People do tend to ignore thought experiments. I get the strong impression that they think that thought experiments cannot tell us anything about actual reality. They are just riddles with no possible application to the real world. To find out about reality we have to actually investigate it, not engage in armchair philosophising.
But this far from the truth. As the article says:
Galileo devised a simple thought experiment that told us something profound about gravity. Take two weights, one light, one heavy. If heavier objects fall faster than light ones, as Aristotle said, then the lighter weight will lag behind. That implies that when the two are tied together, they will fall more slowly than the heavy weight alone. But together, they weigh more than the heavy alone, so they should fall faster. Wait, so is it faster or slower?
This is a great example which illustrates that just by thinking about something you can prove something necessarily must be true, or necessarily cannot be true. Just think that people for centuries thought that the rate at which objects fall is related to their weight. A simple thought experiment could have disabused them of this notion!
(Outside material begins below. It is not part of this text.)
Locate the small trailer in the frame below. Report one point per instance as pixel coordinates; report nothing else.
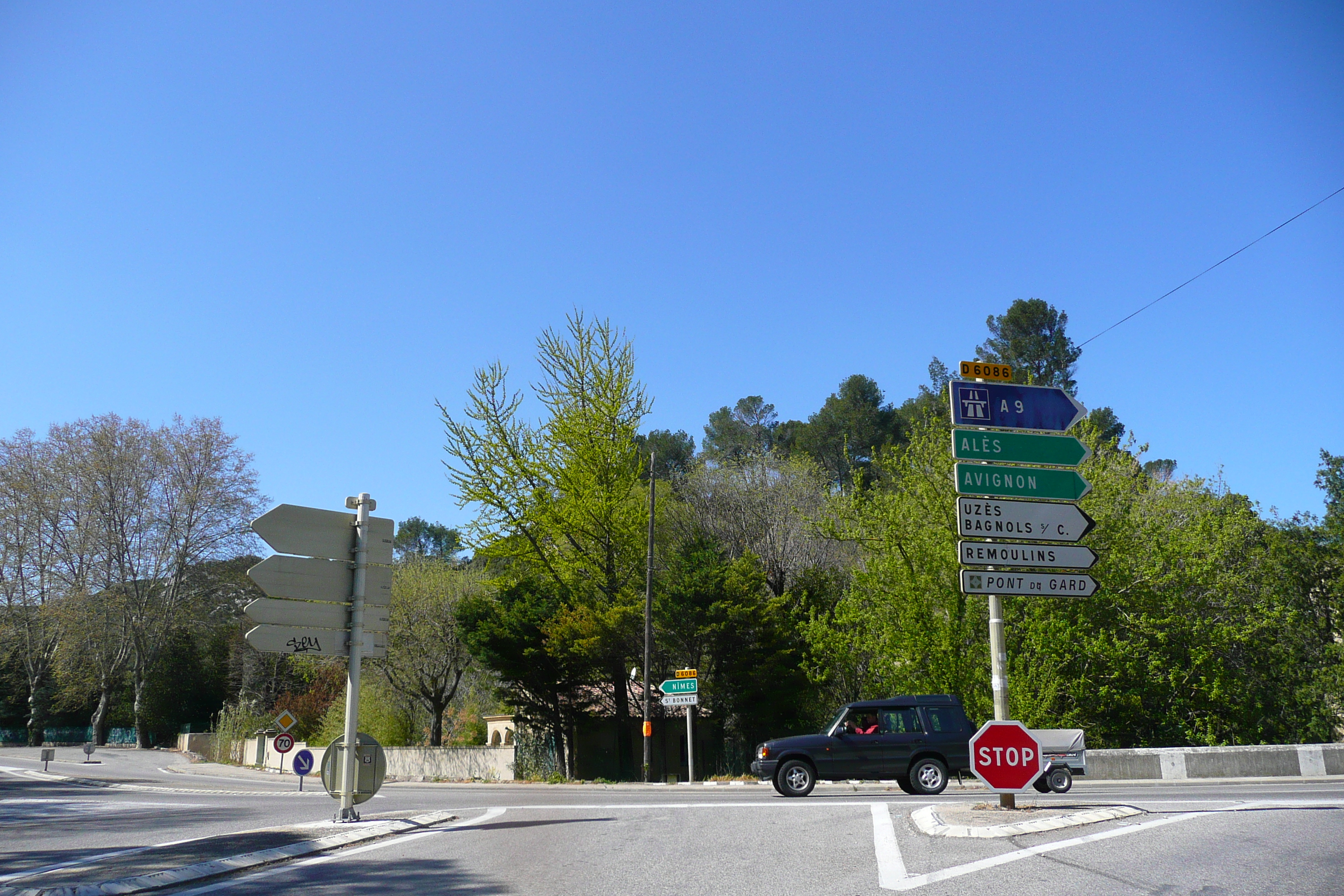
(1066, 750)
And this also disproves peoples' claim that only science tells us about the world and that philosophising is just a waste of time. Sorry, that just isn't true. George Berkeley in the early 18th Century advanced thought experiments showing the concept of absolute space was incoherent for example. But Newton's authority was too great, and he was simply ignored. And it continues to this day. Some peoples' conviction that consciousness is wholly causally inefficacious for example. Something which I have argued simply cannot be maintained as I argue here and here.